Sofia Cazeres 29 - Mayo - 2016 Textos

 

 

Dice Jun Fujita Hirose en Cine-Capital: “El cine extrae plusvalía del trabajo colectivo de las imágenes ordinarias.” Y quizás ‘Plusvalía’ de Carlos Felipe Galvis sea un ensayo respecto a esta afirmación.

La mayor parte de la acción transcurre en una oficina en la que Martín se encuentra trabajando (siendo ésta modalidad de trabajo, y no ya las fábricas del siglo XIX, que subpaga la fuerza de trabajo del proletariado por antonomasia) cuando recibe un llamado que atiende su secretaria y decide no contestar. A partir de esa señal, Martin le ordena a Vicky que se retire; se queda solo y tras algunos momentos de cavilación, mira un video de un hombre siendo decapitado. Desconocemos quién es, o cuáles fueron las acciones que lo llevaron a ésta muerte. Por demás mecánica, carente de otro sentido más que quitar vida en sí. No hay imagen del dolor. Es eficiente. Capitalista.

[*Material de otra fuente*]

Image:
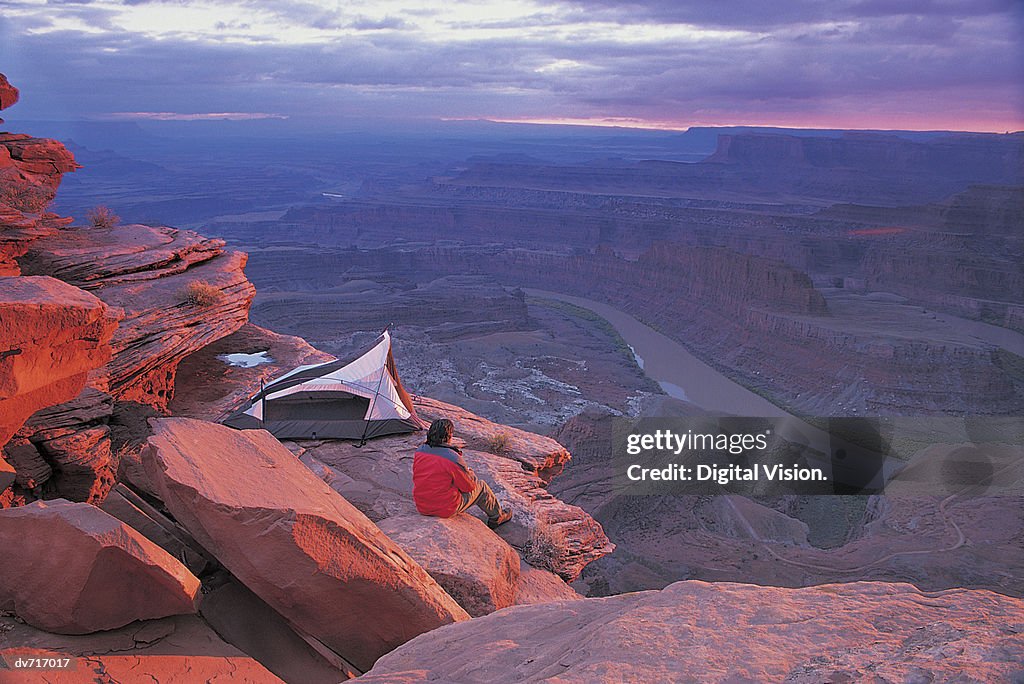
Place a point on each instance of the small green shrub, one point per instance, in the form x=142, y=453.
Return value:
x=545, y=545
x=102, y=217
x=201, y=294
x=499, y=443
x=26, y=198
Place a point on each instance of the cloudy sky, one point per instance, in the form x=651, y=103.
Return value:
x=673, y=63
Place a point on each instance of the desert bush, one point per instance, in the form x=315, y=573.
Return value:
x=199, y=293
x=499, y=442
x=102, y=217
x=544, y=546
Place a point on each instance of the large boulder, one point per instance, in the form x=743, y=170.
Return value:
x=549, y=532
x=473, y=564
x=695, y=631
x=292, y=540
x=72, y=568
x=51, y=335
x=181, y=649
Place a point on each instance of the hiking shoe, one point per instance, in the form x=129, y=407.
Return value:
x=500, y=520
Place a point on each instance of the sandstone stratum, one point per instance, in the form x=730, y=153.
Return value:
x=146, y=542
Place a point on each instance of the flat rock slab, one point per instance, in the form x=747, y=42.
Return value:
x=173, y=650
x=72, y=568
x=475, y=566
x=695, y=631
x=293, y=541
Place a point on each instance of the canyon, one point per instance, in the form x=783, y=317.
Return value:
x=851, y=274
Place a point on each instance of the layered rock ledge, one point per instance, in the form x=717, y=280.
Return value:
x=179, y=292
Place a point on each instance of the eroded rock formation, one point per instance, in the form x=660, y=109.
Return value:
x=51, y=336
x=179, y=292
x=72, y=568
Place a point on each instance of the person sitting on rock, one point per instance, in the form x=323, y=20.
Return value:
x=443, y=485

Padecemos un triple distanciamiento: 1) la instancia de filmación del hecho; 2) la reproducción en el monitor que observa Martín; 3) el reflejo en el espejo mediante el cual accedemos a la imagen. Ésta falta de definición y lejanía a la imagen de la perpetración del acto violento nos quita herramientas para empatizar con el sujeto/víctima, quien carece de rostro, nombre, voz y propósito. Es enteramente anónimo y como tal, lo sentimos ajeno a nuestra realidad, nos vemos imposibilitados a identificarnos con él y sentir su dolor.

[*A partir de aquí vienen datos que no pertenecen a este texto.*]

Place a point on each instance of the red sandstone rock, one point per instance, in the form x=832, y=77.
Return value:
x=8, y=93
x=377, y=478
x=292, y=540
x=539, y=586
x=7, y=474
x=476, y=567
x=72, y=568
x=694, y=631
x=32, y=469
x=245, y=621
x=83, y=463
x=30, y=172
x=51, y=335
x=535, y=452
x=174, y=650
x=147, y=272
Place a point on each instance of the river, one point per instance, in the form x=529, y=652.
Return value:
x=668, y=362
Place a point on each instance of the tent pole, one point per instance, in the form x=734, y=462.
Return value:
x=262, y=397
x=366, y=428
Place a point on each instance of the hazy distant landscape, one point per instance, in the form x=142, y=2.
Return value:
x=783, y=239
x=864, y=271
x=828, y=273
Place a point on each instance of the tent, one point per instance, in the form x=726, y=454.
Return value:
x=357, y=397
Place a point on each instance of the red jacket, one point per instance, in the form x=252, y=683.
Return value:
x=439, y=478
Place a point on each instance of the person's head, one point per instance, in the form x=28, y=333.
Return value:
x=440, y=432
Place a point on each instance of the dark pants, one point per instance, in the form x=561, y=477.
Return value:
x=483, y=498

El relato nos deja preguntas propias de este tiempo, ¿quién es culpable de esta muerte? ¿quien la efectúa? ¿quien la ordena? ¿somos responsables en parte por querer observar con mayor detenimiento el acto de violencia? ¿por qué es que deseamos mayor cercanía de ese espejo, de esa pantalla, de esa cámara que registra la sangre, la violencia? El film nos regala ese close uo sólo por unos segundos que no nos satisfacen. No nos ayuda a identificarnos con el personaje.
Mediante flashbacks se le brinda al espectador pistas, elementos que en determinada cadena de montaje nos permiten reconstruir una “historia real”, otorgarle al film algún tipo de verdad en ese clima intencionalmente enrarecido. Son las imágenes ordinarias de una vida cotidiana las que nos enfrentan con lo impensable. En un relato rutinario, el autor fuerza al espectador a medirse con el distanciamiento personal al que está acostumbrado pero del cual no toma consciencia. Y lo obliga a cuestionárselo.